1.0.0 • Published 3 years ago

local-assets v1.0.0

Weekly downloads
7
License
MIT
Repository
github
Last release
3 years ago

local-assets

CLI tool to extract local* stylesheets, images, scripts, fonts and other subresources (assets) from a HTML document, and optionally copy them into a directory.

*local here means resources under the same-origin and available in same directory as given HTML document.

Motivation

While creating an auto-publish GitHub Action for W3C specifications (See spec-prod), I wanted to find the minimal files needed by the specification. This ensures we do not deploy the specification when unrelated files (like metadata files, CI scripts etc.) get changed. We want to deploy only the main HTML file (the specification) and its dependencies (generally CSS files and images) to GitHub pages and/or https://w3.org.

Now, this works outside the W3C use-case also, so I created this tool as a CLI if other people also find it useful.

Usage

This tool is meant to be used as a CLI, although you can also import it as a regular Node.js module.

You can install this tool as a CLI:

npm install --global local-assets
# Or, with yarn
yarn global add local-assets

Then, you can extract all local resources from index.html and copy them to ../all-the-files/ directory as:

local-assets index.html -o ../all-the-files/

If you do not wish to copy the assets and just list them out (on stdout):

local-assets index.html

For a more verbose output, set the VERBOSE environment variable. This will log additional information on stderr. The list of assets will be still be outputted to stdout.

VERBOSE=1 local-assets index.html

If you already have a Chromium based browser (Google Chrome, Microsoft Edge) installed, you can avoid re-downloading it by setting the PUPPETEER_SKIP_CHROMIUM_DOWNLOAD env variable before install. You would need to specify the location of your Chromium binary (PUPPETEER_EXECUTABLE_PATH) during CLI usage though.
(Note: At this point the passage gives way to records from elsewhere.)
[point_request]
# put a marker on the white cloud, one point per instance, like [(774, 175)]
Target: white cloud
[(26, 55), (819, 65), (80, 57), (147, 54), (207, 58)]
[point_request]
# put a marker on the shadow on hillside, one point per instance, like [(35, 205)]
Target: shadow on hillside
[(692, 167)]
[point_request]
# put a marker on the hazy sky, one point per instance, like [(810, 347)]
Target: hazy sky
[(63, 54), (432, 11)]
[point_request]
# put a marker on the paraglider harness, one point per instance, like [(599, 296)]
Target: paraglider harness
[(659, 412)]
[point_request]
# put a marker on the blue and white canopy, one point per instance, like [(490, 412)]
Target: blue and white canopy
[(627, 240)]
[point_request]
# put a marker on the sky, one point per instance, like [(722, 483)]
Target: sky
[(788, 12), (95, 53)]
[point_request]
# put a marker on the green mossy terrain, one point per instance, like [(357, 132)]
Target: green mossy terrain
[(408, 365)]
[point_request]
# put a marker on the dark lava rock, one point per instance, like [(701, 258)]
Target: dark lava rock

So:

# Install
export PUPPETEER_SKIP_CHROMIUM_DOWNLOAD=1
npm install --global local-assets

# Use
export PUPPETEER_EXECUTABLE_PATH=/usr/bin/google-chrome
# Or, export PUPPETEER_EXECUTABLE_PATH="$(which google-chrome)"
local-assets index.html

How it works?

  1. Use puppeteer to open the HTML file/URL.
  2. Use of the document.querySelectorAll APIs to find all subresources, and process them (this is done using the subresource package).
  3. Filter out cross-origin subresources from above.
  4. Filter out the resources not found in current directory.
  5. Copy all other resources.